AMOR DILUÍDO
A
cena de amor mais bonita que eu conheço é a do meu pai abotoando a sandália da
minha mãe. Uma cena que se repete desde que eu era criança até hoje. Um momento de leve embevecimento em que
quase me atrevo a confessar que amo profundamente os pequenos gestos de ternura
e também quis ter um amor que fechasse o zíper do meu vestido, abrisse a porta
do carro, abotoasse minha sandália, delicadamente, como se fora a metonímia de
uma longa caminhada.
Mas
não me atrevo, o mundo ficou demasiado moderno e tais homens foram suplantados
por uma política de disputa, política de igualdade ou se foram em fuga para algum país sem nome.
Por isso, silencio um silêncio conhecido. Um silêncio que tenta afastar a
navalha da desesperança da garganta. Tarde demais, as redes dos triviais
egoísmos já me incluíram no mundo fugaz dos práticos, dos objetivos, resolutos,
capazes de fechar a porta da memória e seguir adiante, sem sofrer.
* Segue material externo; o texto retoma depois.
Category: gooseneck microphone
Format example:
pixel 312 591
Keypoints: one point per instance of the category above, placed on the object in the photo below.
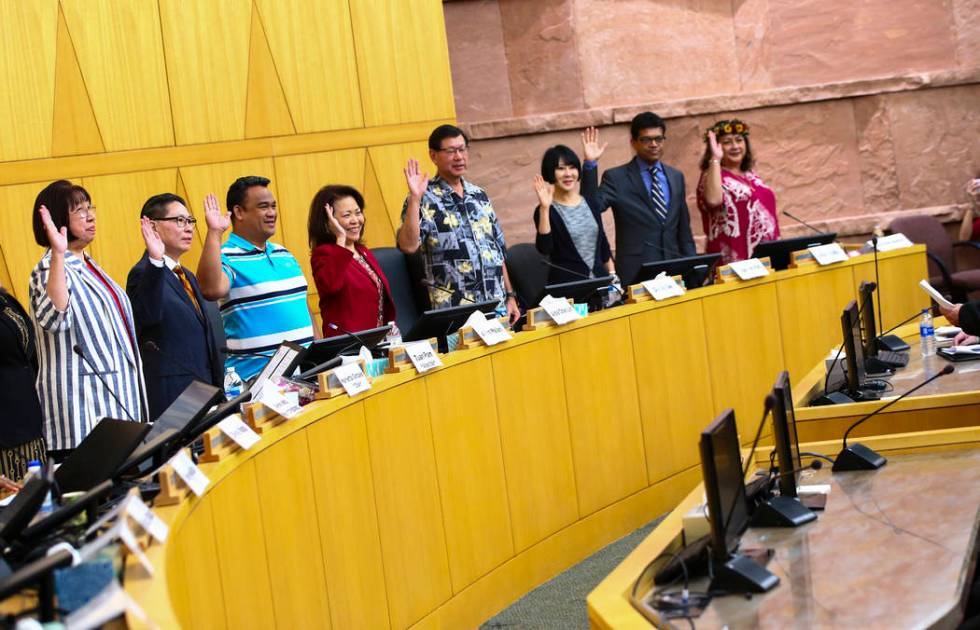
pixel 860 457
pixel 803 223
pixel 81 353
Embora me
vista e revista de ternura, sou parte de uma sociedade hedonista para qual só
importa o prazer e afasta de si as possibilidades de dores. Fomos diplomados na
universidade do esquecimento e, às vezes, capazes de nos esvaziarmos tanto
quanto uma camisa seca no varal.
Já
não somos tão felizes, também não sei se importa. Há tantas outras coisas para
se fazer que a paixão já não é essencial. Culpa? O amor nunca me deixou calçar
sandálias, sempre andei descalça sobre pedras e espinhos, e, a cada passo me
afastava um pouco mais do que eu gostaria de alcançar. Tentei outros
movimentos: elástico, mola, agulha, trepidação ... e nada. De modo que não
posso permitir que a sombra da culpa venha a embaçar minha inteligência.
Eu
gostaria de fazer um elogio ao amor romântico, ao amor que abotoa sandálias, ao
amor forte, amor cego, amor que corre riscos, amor ousado, comprometido... mas
já ninguém quer se apaixonar, ninguém quer correr o risco de uma saudade sem
fim, de uma tristeza sem nome, um desequilíbrio fermentado, uma dor a corroer o
coração como um câncer, a vida hoje é outra. O amor intenso foi banalizado,
diluído em experimentos, ensaios, tentativas, a fim de se obter uma
compatibilidade que “valha a pena”. A palavra “amor” foi destituída da
responsabilidade de amar. Amor pode ser fazer sexo, por exemplo. Amor pode ser
usado em qualquer outra relação, sem o constrangimento de não ser real. Porque
o amor não precisa ser real. Zygmunt Bauman fala em “Amor líquido” para tentar
explicar as atuais relações amorosas. Devorei seu livro na tentativa de me
salvar da angústia opressora da desesperança. Mas a filosofia não nos salva.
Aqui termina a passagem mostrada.